Dans la capitale du Rail, plusieurs personnes déplorent vivement l’impact dévastateur que ces mouvements de grève des greffiers des cours et tribunaux du Sénégal ont sur la qualité des services offerts à la population. Ces mouvements, qui ont déjà donné lieu à plusieurs plans d’action de grève, ont entraîné un blocage complet de l’administration administrative, provoquant de nombreux désagréments pour les citoyens. Notamment, ils empêchent la délivrance de papiers administratifs indispensables, ce qui complique la vie des usagers, en particulier des détenus, en raison de la prolongation des délibérés. La population dénonce ces greffiers, qu’elle accuse d’avoir pris les citoyens en otage, en tentant d’imposer leur volonté par la force. Certains craignent que si l’État cède à ces revendications, cela pourrait provoquer un désastre dans la gestion des autres secteurs de la fonction publique.

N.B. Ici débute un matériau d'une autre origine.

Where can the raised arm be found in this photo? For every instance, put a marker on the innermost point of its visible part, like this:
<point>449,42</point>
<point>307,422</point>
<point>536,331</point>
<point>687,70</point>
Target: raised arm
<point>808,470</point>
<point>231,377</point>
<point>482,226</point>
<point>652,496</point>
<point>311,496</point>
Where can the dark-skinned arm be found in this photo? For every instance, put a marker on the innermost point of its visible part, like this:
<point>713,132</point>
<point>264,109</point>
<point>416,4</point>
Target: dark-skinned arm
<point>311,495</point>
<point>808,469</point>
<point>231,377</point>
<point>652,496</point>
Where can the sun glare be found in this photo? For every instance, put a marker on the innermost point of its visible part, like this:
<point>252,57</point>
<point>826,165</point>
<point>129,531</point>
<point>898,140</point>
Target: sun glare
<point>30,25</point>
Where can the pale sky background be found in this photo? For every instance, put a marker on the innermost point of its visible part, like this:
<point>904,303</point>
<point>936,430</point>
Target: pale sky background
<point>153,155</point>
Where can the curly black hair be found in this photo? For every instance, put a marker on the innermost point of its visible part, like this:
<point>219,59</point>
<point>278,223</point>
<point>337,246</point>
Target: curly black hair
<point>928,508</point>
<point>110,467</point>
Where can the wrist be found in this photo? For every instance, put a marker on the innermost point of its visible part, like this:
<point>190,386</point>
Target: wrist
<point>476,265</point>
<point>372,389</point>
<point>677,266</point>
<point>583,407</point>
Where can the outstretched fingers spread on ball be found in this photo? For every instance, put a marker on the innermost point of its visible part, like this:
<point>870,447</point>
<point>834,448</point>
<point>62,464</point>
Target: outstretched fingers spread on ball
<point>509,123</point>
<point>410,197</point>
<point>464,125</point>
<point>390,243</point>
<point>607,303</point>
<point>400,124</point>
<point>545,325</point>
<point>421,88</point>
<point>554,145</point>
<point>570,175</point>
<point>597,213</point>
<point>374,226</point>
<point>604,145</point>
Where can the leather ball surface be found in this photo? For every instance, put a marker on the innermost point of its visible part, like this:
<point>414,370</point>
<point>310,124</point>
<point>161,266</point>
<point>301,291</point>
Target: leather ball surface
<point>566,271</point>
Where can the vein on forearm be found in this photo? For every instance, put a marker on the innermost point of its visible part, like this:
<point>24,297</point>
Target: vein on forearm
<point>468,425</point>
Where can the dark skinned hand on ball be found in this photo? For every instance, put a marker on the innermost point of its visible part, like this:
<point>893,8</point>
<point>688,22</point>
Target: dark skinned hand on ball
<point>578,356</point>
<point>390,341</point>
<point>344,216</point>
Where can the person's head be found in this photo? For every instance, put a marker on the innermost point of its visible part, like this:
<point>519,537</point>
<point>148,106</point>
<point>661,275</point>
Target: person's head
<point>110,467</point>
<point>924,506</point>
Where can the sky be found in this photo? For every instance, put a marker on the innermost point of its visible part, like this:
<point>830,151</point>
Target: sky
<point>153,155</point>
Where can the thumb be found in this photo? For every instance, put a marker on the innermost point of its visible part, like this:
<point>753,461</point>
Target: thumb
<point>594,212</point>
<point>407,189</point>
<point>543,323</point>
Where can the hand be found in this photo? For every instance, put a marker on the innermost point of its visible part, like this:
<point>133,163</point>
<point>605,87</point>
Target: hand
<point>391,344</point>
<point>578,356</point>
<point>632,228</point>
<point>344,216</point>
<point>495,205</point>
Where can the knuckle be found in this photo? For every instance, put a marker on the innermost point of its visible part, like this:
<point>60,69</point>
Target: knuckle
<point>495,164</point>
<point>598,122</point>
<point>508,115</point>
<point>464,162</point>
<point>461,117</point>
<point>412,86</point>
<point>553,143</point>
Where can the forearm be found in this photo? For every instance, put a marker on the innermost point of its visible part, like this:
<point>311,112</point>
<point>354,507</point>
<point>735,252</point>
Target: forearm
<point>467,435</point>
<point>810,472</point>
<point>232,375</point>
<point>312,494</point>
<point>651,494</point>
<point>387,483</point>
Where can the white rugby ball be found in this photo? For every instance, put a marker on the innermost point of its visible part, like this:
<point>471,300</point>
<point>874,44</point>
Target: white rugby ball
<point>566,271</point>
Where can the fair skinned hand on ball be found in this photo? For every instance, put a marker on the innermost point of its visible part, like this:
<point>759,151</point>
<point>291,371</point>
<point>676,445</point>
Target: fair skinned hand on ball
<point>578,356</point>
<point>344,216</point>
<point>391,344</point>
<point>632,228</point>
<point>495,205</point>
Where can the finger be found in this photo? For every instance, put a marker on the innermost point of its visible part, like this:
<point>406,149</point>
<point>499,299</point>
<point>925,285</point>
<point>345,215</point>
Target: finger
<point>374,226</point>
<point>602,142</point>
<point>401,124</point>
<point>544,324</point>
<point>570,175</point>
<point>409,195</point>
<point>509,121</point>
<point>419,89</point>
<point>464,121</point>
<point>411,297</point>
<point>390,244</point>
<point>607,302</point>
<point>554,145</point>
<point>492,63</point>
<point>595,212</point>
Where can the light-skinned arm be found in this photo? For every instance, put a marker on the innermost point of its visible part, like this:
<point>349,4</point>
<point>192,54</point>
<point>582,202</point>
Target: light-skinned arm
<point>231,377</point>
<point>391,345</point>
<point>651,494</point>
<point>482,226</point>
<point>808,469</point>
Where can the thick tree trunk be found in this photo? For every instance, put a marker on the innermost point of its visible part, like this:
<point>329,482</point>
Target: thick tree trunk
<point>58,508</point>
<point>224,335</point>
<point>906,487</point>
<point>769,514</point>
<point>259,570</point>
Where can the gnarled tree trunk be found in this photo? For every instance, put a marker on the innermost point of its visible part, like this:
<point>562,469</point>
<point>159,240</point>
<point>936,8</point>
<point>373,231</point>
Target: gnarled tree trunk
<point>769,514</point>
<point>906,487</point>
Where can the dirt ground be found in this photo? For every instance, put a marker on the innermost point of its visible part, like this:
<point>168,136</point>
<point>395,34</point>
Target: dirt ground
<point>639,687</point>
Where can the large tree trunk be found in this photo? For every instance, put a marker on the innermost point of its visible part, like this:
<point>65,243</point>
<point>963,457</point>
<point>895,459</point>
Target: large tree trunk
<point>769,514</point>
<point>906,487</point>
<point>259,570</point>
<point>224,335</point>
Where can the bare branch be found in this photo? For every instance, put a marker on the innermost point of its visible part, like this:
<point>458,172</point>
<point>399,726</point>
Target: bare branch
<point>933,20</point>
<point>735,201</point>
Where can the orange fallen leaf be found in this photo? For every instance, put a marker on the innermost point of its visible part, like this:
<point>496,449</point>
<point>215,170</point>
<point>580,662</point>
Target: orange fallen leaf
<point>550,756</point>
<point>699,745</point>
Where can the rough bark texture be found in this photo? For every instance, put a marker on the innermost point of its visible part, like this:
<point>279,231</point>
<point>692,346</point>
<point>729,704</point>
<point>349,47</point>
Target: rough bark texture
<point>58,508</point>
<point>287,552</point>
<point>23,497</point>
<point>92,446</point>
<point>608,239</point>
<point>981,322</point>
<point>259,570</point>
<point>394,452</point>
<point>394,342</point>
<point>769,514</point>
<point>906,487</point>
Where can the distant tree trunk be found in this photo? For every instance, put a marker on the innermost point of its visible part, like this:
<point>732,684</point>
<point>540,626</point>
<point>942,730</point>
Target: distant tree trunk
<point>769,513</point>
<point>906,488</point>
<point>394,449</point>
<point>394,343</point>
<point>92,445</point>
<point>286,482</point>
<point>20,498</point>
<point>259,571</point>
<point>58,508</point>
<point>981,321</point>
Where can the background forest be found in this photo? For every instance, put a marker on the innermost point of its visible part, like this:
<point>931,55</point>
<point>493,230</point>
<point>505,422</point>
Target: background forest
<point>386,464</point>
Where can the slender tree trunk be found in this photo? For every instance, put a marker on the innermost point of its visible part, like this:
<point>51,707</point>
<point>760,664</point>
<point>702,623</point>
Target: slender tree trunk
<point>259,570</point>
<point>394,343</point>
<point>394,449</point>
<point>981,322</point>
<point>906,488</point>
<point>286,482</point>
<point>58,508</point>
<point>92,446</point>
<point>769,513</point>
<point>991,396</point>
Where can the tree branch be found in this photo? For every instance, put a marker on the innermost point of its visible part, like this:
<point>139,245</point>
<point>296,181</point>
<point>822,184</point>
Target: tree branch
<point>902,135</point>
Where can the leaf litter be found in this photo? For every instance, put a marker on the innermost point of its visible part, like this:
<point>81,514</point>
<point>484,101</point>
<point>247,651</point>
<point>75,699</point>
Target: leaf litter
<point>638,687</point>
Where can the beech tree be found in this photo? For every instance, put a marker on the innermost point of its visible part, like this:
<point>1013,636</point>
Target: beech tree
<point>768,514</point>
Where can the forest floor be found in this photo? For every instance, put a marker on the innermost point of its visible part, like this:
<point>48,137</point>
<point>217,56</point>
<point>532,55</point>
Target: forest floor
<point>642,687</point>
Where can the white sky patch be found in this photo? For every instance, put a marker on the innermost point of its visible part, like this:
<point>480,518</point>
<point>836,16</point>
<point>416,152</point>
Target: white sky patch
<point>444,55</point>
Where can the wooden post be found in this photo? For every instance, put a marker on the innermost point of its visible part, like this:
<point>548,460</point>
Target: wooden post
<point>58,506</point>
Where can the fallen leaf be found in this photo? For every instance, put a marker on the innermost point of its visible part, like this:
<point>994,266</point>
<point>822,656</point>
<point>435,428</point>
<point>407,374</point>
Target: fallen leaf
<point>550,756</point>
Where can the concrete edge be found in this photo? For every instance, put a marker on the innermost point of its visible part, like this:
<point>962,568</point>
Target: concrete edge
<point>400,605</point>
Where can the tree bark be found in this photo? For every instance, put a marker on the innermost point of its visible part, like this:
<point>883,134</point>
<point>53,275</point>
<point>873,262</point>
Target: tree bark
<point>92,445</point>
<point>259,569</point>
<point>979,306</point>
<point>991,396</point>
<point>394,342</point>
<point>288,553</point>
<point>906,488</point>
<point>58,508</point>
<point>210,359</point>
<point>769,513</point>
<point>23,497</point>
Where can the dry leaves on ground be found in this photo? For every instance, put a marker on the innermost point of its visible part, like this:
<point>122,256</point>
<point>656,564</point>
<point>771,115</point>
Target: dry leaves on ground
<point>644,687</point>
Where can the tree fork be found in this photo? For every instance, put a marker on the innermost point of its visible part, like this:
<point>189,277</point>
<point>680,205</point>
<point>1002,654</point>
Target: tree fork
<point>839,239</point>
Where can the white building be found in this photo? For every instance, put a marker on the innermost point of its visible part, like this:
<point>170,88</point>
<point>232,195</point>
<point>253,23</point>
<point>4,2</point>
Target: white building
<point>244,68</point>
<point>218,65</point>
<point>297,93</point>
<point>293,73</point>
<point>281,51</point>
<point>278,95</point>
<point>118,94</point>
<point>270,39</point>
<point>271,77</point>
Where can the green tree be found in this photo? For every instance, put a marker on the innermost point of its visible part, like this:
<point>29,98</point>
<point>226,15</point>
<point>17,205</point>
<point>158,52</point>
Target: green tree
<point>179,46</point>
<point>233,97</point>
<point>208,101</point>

Un père de famille croisé devant la mairie de Thiès s’irrite face à la situation : « Trop, c’est trop. Cela impacte négativement la vie des populations, beaucoup doivent faire des kilomètres pour obtenir certains papiers, mais finissent par arriver devant des bureaux vides, ce qui leur fait perdre du temps et de l’énergie. » Abdou Faye, un autre citoyen, déplore que, si cette revendication des syndicalistes de la Justice est légitime, leur grève cause surtout un préjudice considérable aux usagers. « En plus de détériorer la qualité des services, ce qui est grave, c’est que ceux qui en souffrent le plus, ce sont les populations, surtout les plus vulnérables. Lorsqu’une grève éclate, ce sont souvent les citoyens qui se retrouvent pris en otage, victimes innocentes dans une bataille qui ne leur appartient pas, que ce soit dans la santé, l’éducation, la Justice ou d’autres secteurs », explique-t-il.
Les consommateurs également impactés par la crise
L’embarras est partagé par El Hadj Ciré Balley Diallo, président de l’antenne régionale de Sos Consommateurs à Thiès. Il exprime son inquiétude face à la situation : « Les consommateurs ont besoin d’actes administratifs urgents, mais ils sont contraints, contre leur gré, de se soumettre aux décisions des grévistes. » Selon lui, ces citoyens sont systématiquement lésés, car ils sont souvent ignorés par les autorités concernées, qui tardent à prendre des mesures efficaces et durables pour mettre fin à ces mouvements. Il souligne également que certains syndicats, par leur comportement, semblent rechercher des résultats immédiats, sans trop se soucier des conséquences à long terme.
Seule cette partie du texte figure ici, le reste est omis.